With the following code I can get all data from the noted number of pages at the given URL:
import pandas as pd
F, L = 1, 2 # first and last pages
dico = {}
for page in range(F, L+1):
url = f'https://www.worldathletics.org/records/all-time-toplists/middle-long/one-mile/indoor/men/senior?regionType=world&page={page}&bestResultsOnly=false&oversizedTrack=regular&firstDay=1899-12-31&lastDay=2023-02-17'
sub_df = pd.read_html(url, parse_dates=True)[0]
#sub_df.insert(0, "page_number", page)
sub_df.insert(1, "Year", "AT")
sub_df.insert(2, "Ind_Out", "I")
sub_df.insert(3, "Gender", "M")
sub_df.insert(4, "Event", "MILLA")
sub_df.insert(5, "L_N", "L")
dico[page] = sub_df
out = pd.concat(dico, ignore_index=True)
out.to_csv('WA_AT_I_M_MILLA_L.csv')
But I need to get the athletes' code (field "Competitor").
How could I insert a field with the href of each competitor?

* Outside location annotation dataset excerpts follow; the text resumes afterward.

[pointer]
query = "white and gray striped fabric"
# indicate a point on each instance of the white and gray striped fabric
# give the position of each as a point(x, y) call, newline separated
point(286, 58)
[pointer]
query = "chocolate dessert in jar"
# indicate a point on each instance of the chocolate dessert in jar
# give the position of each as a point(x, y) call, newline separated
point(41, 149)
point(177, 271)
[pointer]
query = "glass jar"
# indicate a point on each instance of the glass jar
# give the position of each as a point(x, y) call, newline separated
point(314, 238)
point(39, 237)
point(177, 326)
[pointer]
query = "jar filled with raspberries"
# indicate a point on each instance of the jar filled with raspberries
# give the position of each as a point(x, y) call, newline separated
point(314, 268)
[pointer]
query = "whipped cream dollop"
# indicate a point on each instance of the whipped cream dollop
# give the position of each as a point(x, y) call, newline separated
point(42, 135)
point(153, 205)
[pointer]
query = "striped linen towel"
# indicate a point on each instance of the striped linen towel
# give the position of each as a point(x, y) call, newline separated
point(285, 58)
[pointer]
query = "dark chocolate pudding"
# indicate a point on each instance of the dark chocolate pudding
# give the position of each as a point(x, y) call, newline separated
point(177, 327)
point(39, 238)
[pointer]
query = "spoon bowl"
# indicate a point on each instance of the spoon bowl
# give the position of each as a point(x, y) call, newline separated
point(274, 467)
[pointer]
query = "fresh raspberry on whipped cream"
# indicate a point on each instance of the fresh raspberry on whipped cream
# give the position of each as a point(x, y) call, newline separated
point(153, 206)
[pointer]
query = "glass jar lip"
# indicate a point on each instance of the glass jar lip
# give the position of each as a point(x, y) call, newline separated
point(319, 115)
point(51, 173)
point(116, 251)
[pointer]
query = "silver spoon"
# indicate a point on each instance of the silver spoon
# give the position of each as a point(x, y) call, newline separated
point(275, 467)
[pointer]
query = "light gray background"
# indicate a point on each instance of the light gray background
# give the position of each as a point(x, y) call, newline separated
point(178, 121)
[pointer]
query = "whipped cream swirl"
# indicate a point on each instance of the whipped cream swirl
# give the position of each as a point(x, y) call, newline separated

I'm not really sure why you're doing everything you're doing in your code, but to get the table on that page with an additional column for the competitor code from the link, I would do this (in this example, just for the first page, but you can obviously extend it):
import requests
import pandas as pd
from bs4 import BeautifulSoup as bs
url = "https://www.worldathletics.org/records/all-time-toplists/middle-long/one-mile/indoor/men/senior?regionType=world&page=1&bestResultsOnly=false&oversizedTrack=regular&firstDay=1899-12-31&lastDay=2023-02-17"
req = requests.get(url)
#this gets you the whole table, as is:
sub_df = pd.read_html(req.text)[0]
#we need this to extract the codes:
soup = bs(req.text,"html.parser")
codes = [comp['href'].split('=')[1] for comp in soup.select('table.records-table td[data-th="Competitor"] a')]
#we then insert the codes as a new column in the df
sub_df.insert(3, 'Code', codes)
You should now have a new column right after Competitor
. You can drop whatever column you don't want, add other columns and so on.